Fail to plan, plan to fail. Or so the old adage goes. And that concept is never more relevant when we are talking about choosing the right high availability tactics to handle workloads on the AWS cloud.
Increasingly, more workloads are deployed by companies on the AWS cloud. As workloads increase, one of the key questions that arises is how to provide for a reliable site or service setup. In this article we’ll explore the AWS cloud resources that can help you plan for failure.
High availability tactics – it’s all about zones
One of the key tools at our disposal is offered by the way Amazon build and expands its global infrastructure with the use of availability zones (AZs) per region. This overview map shows that most of the AWS regions worldwide have three AZs, or at least two in some cases.
An Availability Zone (AZ) within an AWS region is an isolated data center environment from the other AZs. This allows for cloud resources located in different AZs in the same region to be available in the case of a significant failure that will bring down a whole AZ.
Elastic IP address
Another important cloud resource relevant to high availability tactics planning in the AWS cloud are the Elastic IP addresses (EIPs). These elastic IPs can be used to address EC2 instances, while they remain a decoupled unit. Having this capability means that a system administrator can choose which machine to allocate the EIP. Then he/she can reassign the same EIP to another machine in case of a failure in the first instance.
Now, having the AZs and EIPs at hand, a system administrator operating on the AWS cloud can plan for very highly constrained reliability for a site setup. At first, there is the cost to be considered to follow the setup requirements. EIPs come at a standard, predictable price for a few tens of dollars. Using AZs can be extremely expensive without the right planning or even without the real need to go down this path.
Network communication between AWS Availability Zones is charged on a per usage basis.
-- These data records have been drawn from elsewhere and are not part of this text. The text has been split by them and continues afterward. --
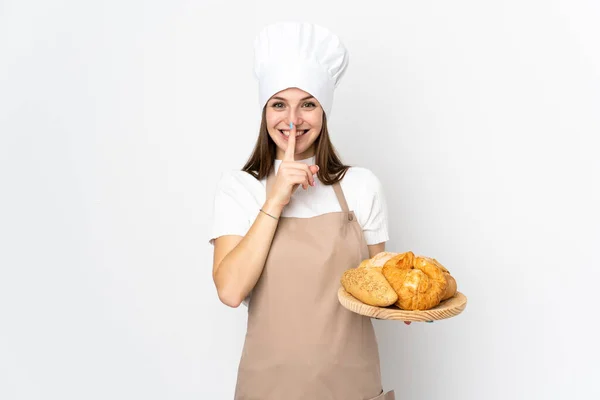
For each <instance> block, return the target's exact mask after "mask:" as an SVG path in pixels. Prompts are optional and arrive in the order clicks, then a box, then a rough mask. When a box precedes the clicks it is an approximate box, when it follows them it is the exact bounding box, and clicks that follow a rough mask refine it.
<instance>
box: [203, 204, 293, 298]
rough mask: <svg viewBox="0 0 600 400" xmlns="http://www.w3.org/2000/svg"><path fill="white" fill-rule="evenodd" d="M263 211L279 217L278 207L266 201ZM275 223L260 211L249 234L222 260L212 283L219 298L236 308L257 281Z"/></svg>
mask: <svg viewBox="0 0 600 400" xmlns="http://www.w3.org/2000/svg"><path fill="white" fill-rule="evenodd" d="M262 209H263V210H264V211H265V212H266V213H268V214H271V215H273V216H274V217H277V218H278V217H279V215H280V214H281V211H282V207H281V206H276V205H272V204H270V203H269V202H268V201H267V202H265V204H264V205H263V207H262ZM277 224H278V221H277V220H275V219H274V218H272V217H270V216H268V215H266V214H265V213H262V212H259V213H258V215H257V217H256V219H255V220H254V223H253V224H252V226H251V227H250V229H249V230H248V233H246V235H245V236H244V237H243V239H242V240H241V241H240V242H239V243H238V245H237V246H236V247H235V248H234V249H233V250H231V251H230V252H229V254H227V256H225V258H223V260H222V261H221V263H220V264H219V267H218V268H217V271H216V273H215V277H214V279H215V284H216V286H217V291H218V292H219V296H220V297H221V299H222V300H223V301H224V302H225V303H226V304H228V305H230V306H232V307H237V306H238V305H239V304H240V303H241V302H242V300H243V299H244V298H245V297H246V296H247V295H248V293H250V291H251V290H252V289H253V288H254V286H255V285H256V282H258V279H259V278H260V275H261V273H262V271H263V267H264V265H265V262H266V260H267V256H268V254H269V249H270V248H271V242H272V241H273V237H274V235H275V231H276V229H277Z"/></svg>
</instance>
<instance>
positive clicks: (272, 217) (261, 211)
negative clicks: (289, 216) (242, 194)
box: [260, 208, 279, 221]
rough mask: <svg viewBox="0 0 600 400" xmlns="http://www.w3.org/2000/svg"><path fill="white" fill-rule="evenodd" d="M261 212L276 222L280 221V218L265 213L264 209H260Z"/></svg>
mask: <svg viewBox="0 0 600 400" xmlns="http://www.w3.org/2000/svg"><path fill="white" fill-rule="evenodd" d="M260 211H261V212H262V213H265V214H267V215H268V216H269V217H271V218H273V219H274V220H276V221H278V220H279V218H277V217H274V216H272V215H271V214H269V213H268V212H265V211H263V209H262V208H261V209H260Z"/></svg>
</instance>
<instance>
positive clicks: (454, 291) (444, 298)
mask: <svg viewBox="0 0 600 400" xmlns="http://www.w3.org/2000/svg"><path fill="white" fill-rule="evenodd" d="M423 258H425V259H426V260H429V261H431V262H433V263H434V264H435V265H436V266H437V267H438V268H440V269H441V270H442V271H444V276H445V277H446V281H447V282H448V286H447V287H446V292H445V293H444V295H443V296H442V301H444V300H448V299H449V298H450V297H452V296H454V295H455V294H456V290H457V287H456V279H454V277H453V276H452V275H451V274H450V271H448V269H447V268H446V267H444V266H443V265H442V264H441V263H440V262H439V261H438V260H436V259H435V258H429V257H423Z"/></svg>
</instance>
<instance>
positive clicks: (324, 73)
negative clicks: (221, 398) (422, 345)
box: [235, 23, 394, 400]
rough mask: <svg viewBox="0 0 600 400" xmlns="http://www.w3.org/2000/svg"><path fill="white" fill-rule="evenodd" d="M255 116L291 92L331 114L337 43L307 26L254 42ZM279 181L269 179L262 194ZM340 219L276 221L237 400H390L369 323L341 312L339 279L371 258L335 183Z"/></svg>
mask: <svg viewBox="0 0 600 400" xmlns="http://www.w3.org/2000/svg"><path fill="white" fill-rule="evenodd" d="M255 56H256V62H255V72H256V75H257V78H258V81H259V100H260V104H261V108H262V107H264V105H265V104H266V102H267V101H268V100H269V98H270V97H271V96H273V95H274V94H275V93H277V92H279V91H281V90H284V89H287V88H290V87H297V88H299V89H302V90H304V91H306V92H308V93H310V94H311V95H312V96H314V97H315V98H316V99H317V100H318V101H319V103H320V104H321V105H322V107H323V109H324V111H325V113H326V114H327V115H328V116H329V115H330V113H331V105H332V101H333V91H334V88H335V87H336V86H337V84H338V82H339V80H340V78H341V77H342V75H343V74H344V71H345V69H346V67H347V65H348V54H347V52H346V49H345V48H344V46H343V44H342V43H341V42H340V40H339V39H338V38H337V37H336V36H335V35H333V34H332V33H331V32H329V31H327V30H326V29H324V28H322V27H319V26H316V25H313V24H304V23H278V24H273V25H270V26H268V27H266V28H265V29H264V30H263V31H262V32H261V33H260V34H259V36H258V37H257V39H256V41H255ZM274 181H275V171H274V170H272V171H271V173H270V174H269V176H268V178H267V185H266V192H267V193H266V194H267V196H268V195H269V193H270V191H271V188H272V187H273V183H274ZM333 189H334V191H335V194H336V197H337V200H338V202H339V205H340V208H341V211H336V212H329V213H325V214H322V215H318V216H315V217H311V218H294V217H284V216H281V217H280V219H279V222H278V226H277V230H276V232H275V235H274V238H273V241H272V244H271V248H270V251H269V254H268V257H267V260H266V263H265V266H264V269H263V272H262V274H261V277H260V279H259V280H258V282H257V284H256V286H255V287H254V289H253V291H252V297H251V300H250V302H249V306H248V329H247V333H246V338H245V343H244V348H243V352H242V357H241V360H240V364H239V369H238V378H237V384H236V389H235V400H372V399H378V400H393V399H394V392H393V391H390V392H387V393H384V392H383V390H382V385H381V372H380V362H379V352H378V346H377V340H376V337H375V333H374V330H373V325H372V323H371V320H370V318H368V317H364V316H361V315H358V314H355V313H352V312H350V311H348V310H347V309H345V308H343V307H342V306H341V305H340V303H339V301H338V299H337V291H338V288H339V287H340V277H341V276H342V274H343V272H344V271H346V270H347V269H349V268H354V267H356V266H357V265H358V264H359V263H360V262H361V261H362V260H364V259H365V258H369V250H368V247H367V243H366V241H365V238H364V236H363V231H362V228H361V226H360V224H359V223H358V221H357V218H356V215H355V214H354V211H352V210H350V209H349V208H348V203H347V202H346V198H345V196H344V192H343V191H342V188H341V186H340V183H339V182H338V183H336V184H334V185H333Z"/></svg>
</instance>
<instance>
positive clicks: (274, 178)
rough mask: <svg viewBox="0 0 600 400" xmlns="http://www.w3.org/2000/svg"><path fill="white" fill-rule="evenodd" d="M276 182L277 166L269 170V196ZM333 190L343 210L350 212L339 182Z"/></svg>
mask: <svg viewBox="0 0 600 400" xmlns="http://www.w3.org/2000/svg"><path fill="white" fill-rule="evenodd" d="M274 183H275V168H271V172H269V175H268V176H267V197H269V194H270V193H271V188H272V187H273V184H274ZM333 191H334V192H335V195H336V197H337V199H338V202H339V203H340V206H341V207H342V211H344V212H350V209H349V208H348V202H347V201H346V196H344V191H343V190H342V186H341V185H340V183H339V182H336V183H334V184H333Z"/></svg>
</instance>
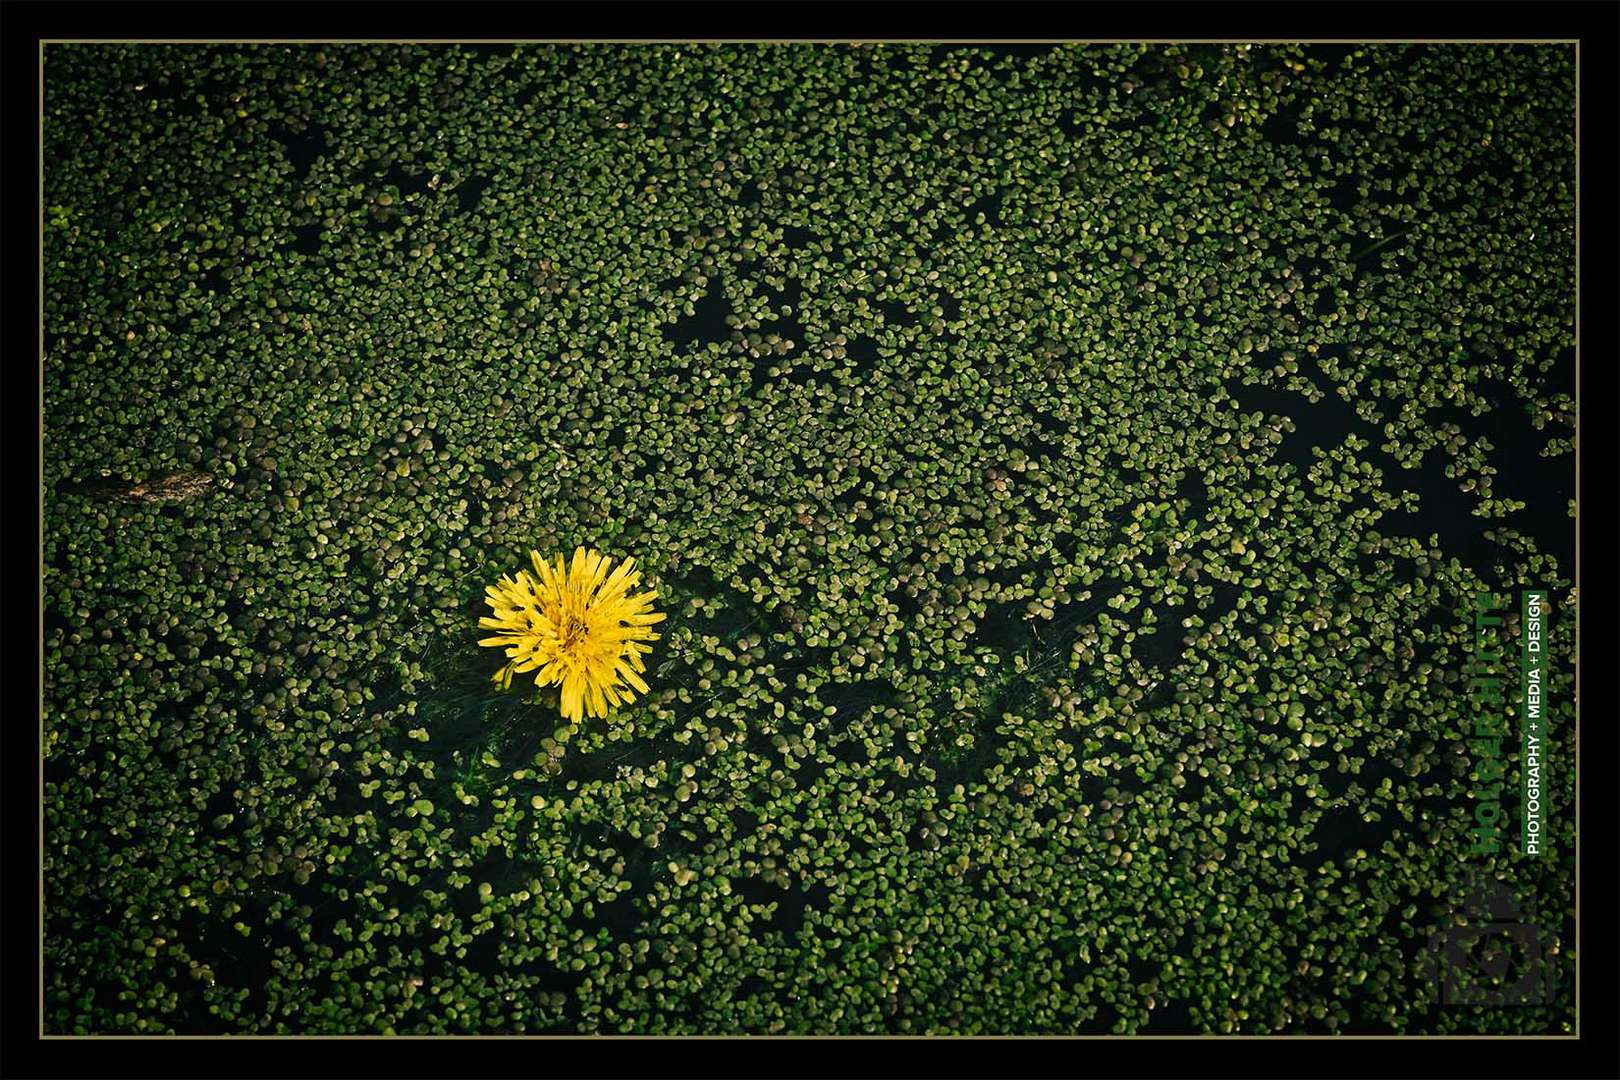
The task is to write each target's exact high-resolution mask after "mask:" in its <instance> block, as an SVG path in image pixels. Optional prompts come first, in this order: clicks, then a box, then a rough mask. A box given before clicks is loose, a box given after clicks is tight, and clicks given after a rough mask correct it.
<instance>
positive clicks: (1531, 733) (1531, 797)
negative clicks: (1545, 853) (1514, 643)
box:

Like the external network connectivity but with lower rates. So, if your site setup requires a lot of data replication or any other type of network communication between AWS AZs, you will get the corresponding bill. Based on the metered network consumption.
High Availability tactics considerations
The main aspects to consider to have a complete set of requirements for the site reliability on the AWS cloud should also include the following:
- Performance and network latency tolerance. Because in some applications the performance impact can be significant when deploying over multiple Availability Zones.
- Downtime for possible service outage or part of it can be in the order of milliseconds or a few seconds. This makes planning for High Availability completely different.
We can easily imagine that the higher the requirements, the higher the bill will be. And in the case of the cloud, this comes at the comfortable monthly or hourly rate. But still, it raises the cost by a significant magnitude.
At this point it’s important to highlight the basic architecture patterns that you can apply on AWS cloud deployments.
An active site deployment is operating in a single AZ, while there is in place a mechanism to clone an identical deployment in a different AZ at the event of a failure. The failover is based on reassigning EIPs from the primary deployment that fails, to the new clone that is being deployed. This scenario is the most affordable and comes at the cost of a few minutes downtime. Long enough for the clone deployment to stand up.
An active deployment is spanned across two AZs. With the second AZ to host only a subset of the resources hosted in the first AZ. The failover should be based on managing DNS records pointing to EIPs across both AZs. And rotating over only the EIPs mapped to active sever instances. This scenario increases the cost, as during normal operation some kind of data redundancy should be in place. This is so we can either replicate data files or databases. Also, some of the front-end servers should communicate with data or databases across AZ, which is a chargeable action. Another impact is that during failover it might occur that the active system is lower in performance than the primary. The benefit is the downtime drops significantly to just few seconds or even less.
Full scale failover
The deployment is spread evenly in two or more AZs, most commonly three. This means you distribute the load and the allocated resources with failover always among similar setups. This is the case to utilize again the EIPs assigned to the different front-ends, across all the ΑΖs. And transfer the failed front-end EIP to one of those that are online. In this case, extensive data replication must be in place. And the plan can include patterns to minimize the inter-AZ network traffic. Of course, in terms of performance and downtime this is the best case to pursue a highly reliable site.
There you go folks, the right high availability tactics on the AWS cloud are essential when considering the reliability of your site. Especially if you want to avoid the case when something unexpected happens, which leads to an outage for your production service. That is the last thing anyone wants.
While we’re at it, one final thought here on site reliability is that at Stackmasters, we always look at the issue in combination with the right operational processes – namely automation and Disaster-Recovery planning. Any other way of working that isn’t Cloud agnostic and/or holistic, in our opinion, is just a sloppy shortcut inviting trouble.